The longest expansion on record has held up better than expected this year, but a trade dispute with China has caused pain for industries in states crucial to his reelection. While the economy plays a central role in presidential votes across the country, research suggests it has a more significant impact in political battlegrounds.
“There is evidence that the trade war is negatively affecting growth, especially in manufacturing, and that would certainly hurt Trump,” said Gregory Wawro, a political scientist at Columbia University. “If that spreads to the larger economy, I’m sure Trump’s approval numbers will take a serious hit.”
In recent months, growth has appeared increasingly uneven across the country.
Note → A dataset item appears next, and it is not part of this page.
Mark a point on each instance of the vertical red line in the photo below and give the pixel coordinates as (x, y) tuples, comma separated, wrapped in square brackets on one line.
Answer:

Commerce Department data released Thursday showed activity slowed sharply in the Midwest this year, with some of the weakest second-quarter gross domestic product readings occurring in Wisconsin and Michigan.
A closer look at the labour market suggests those states have seen a similar divergence from a continuously robust national hiring trend. In roughly a third of US counties, the unemployment rate is higher than it was a year ago, according to an analysis of Labour Department data by The Washington Post.
That slowdown has been more pronounced in some swing states. Unemployment has risen substantially in four of the 10 states that saw the narrowest margins in the 2016 election: Wisconsin, Michigan, Minnesota, and North Carolina.
While pledges to address economic aggressions helped propel Trump to the White House in 2016, that support has been tested this year as tariffs increasingly disrupted agriculture, manufacturing and other sectors they were designed to protect. A recent National Bureau of Economic Research study found those actions disproportionately hurt counties that typically have between 40% and 60% of the Republican vote share.
The Trump administration has sought to placate farmers, who have borne the brunt of losses from trade tensions, through a more than $US28 billion bailout program. Also faced with cooler activity abroad, other sectors have few tools to counter higher prices and uncertainty.
Those challenges have contributed to a mild recession in American manufacturing, a sector Trump repeatedly vowed to revive as a candidate. Factory job losses have appeared the steepest in the states the president narrowly won in 2016, including Pennsylvania and Wisconsin.
But a manufacturing recession is unlikely to drag the entire economy down with it. While factory activity has always been deeply intertwined with broader business activity, it accounts for only about a tenth of gross domestic product.
“Unless you see a more comprehensive downturn with much slower growth rates, a decline in workforce participation and steady uptick in unemployment, I think President Trump will continue to get stronger marks on the economy,” said David Kochel, an Iowa-based Republican strategist who is opposed to Trump.
“We have a historically unpopular president running for reelection, but there is no doubt he can win,” said Douglas Heye, a former communications director for the Republican National Committee who has been critical of Trump.